PADI, the world’s largest diver training organisation has announced that PADI will be launching rebreather training for closed circuit rebreathers (CCRs) in 2011.
Mark Caney, Director, Rebreather Technologies in PADI’s Technical Diving Division, today announced that PADI is planning to introduce its first rebreather courses to include closed circuit rebreathers next year.
PADI has had limited training for semiclosed rebreathers for some time, but the step into the launch of training for CCRs shows a recognition that these products are now ready for playing an important role, if not in the mainstream, on the edges of the mainstream.
Caney said that PADI will produce a range of rebreather courses covering the needs of recreational and technical divers, and that the first courses will become available next year.
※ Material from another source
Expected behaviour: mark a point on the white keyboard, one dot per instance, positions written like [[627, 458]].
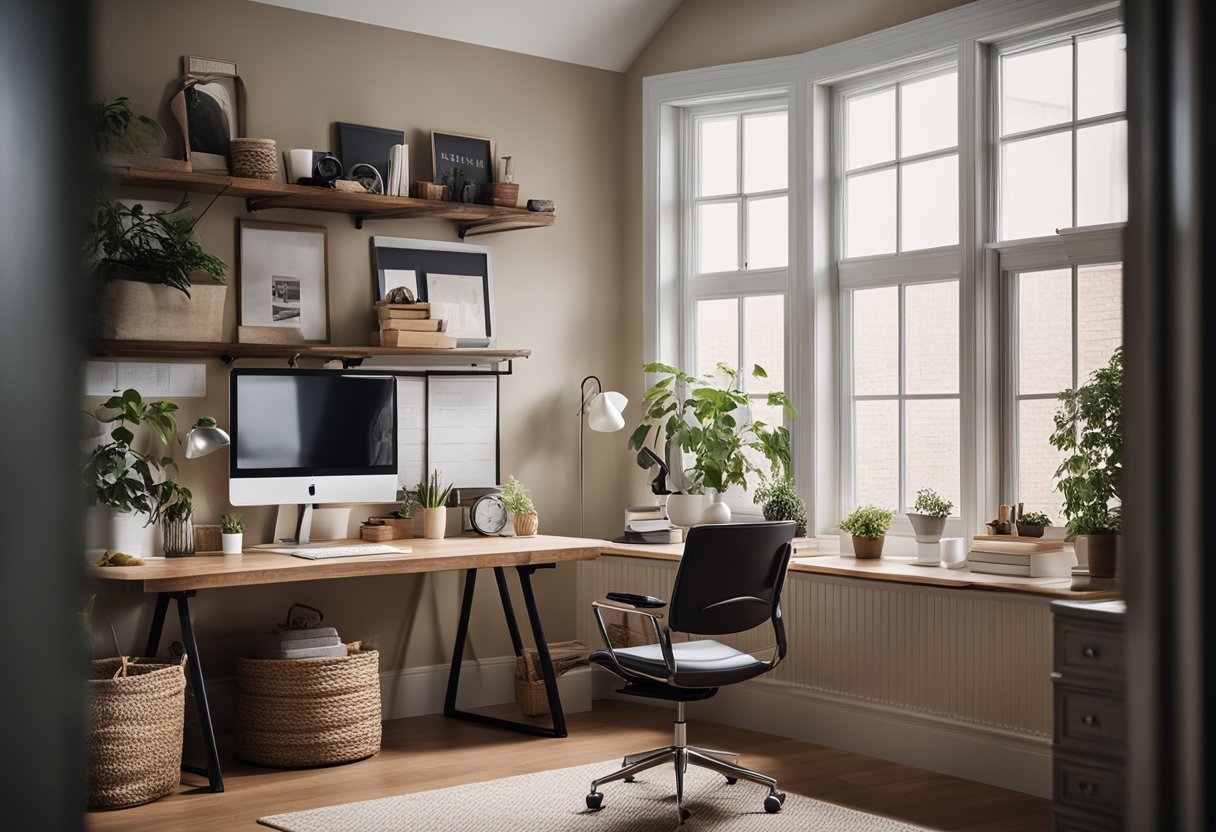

They will be supported by the usual high quality educational materials that PADI is well-known for.
No announcement has been made of which rebreathers will be initially supported, but I woud guess that the Hollis Prism 2 and the Poseidon Discovery units that have recently been, or about to be, released would be strong candidates, as they are well supported units that support a range of diving from recreational to technical.
Rebreathers, and rebreather training, are not new. Until now, however, they have been rather niche due to their cost and complexity, as well as the limited support for rebreather supplies in many parts of the world. With PADI coming on board to support CCRs with its high quality training, I suspect that the tipping point is approaching when they become more mainstream.
With that said, I also don’t think CCRs will be replacing traditional open circuit scuba any time soon. Instead they will become a great option for some divers and some diving applications.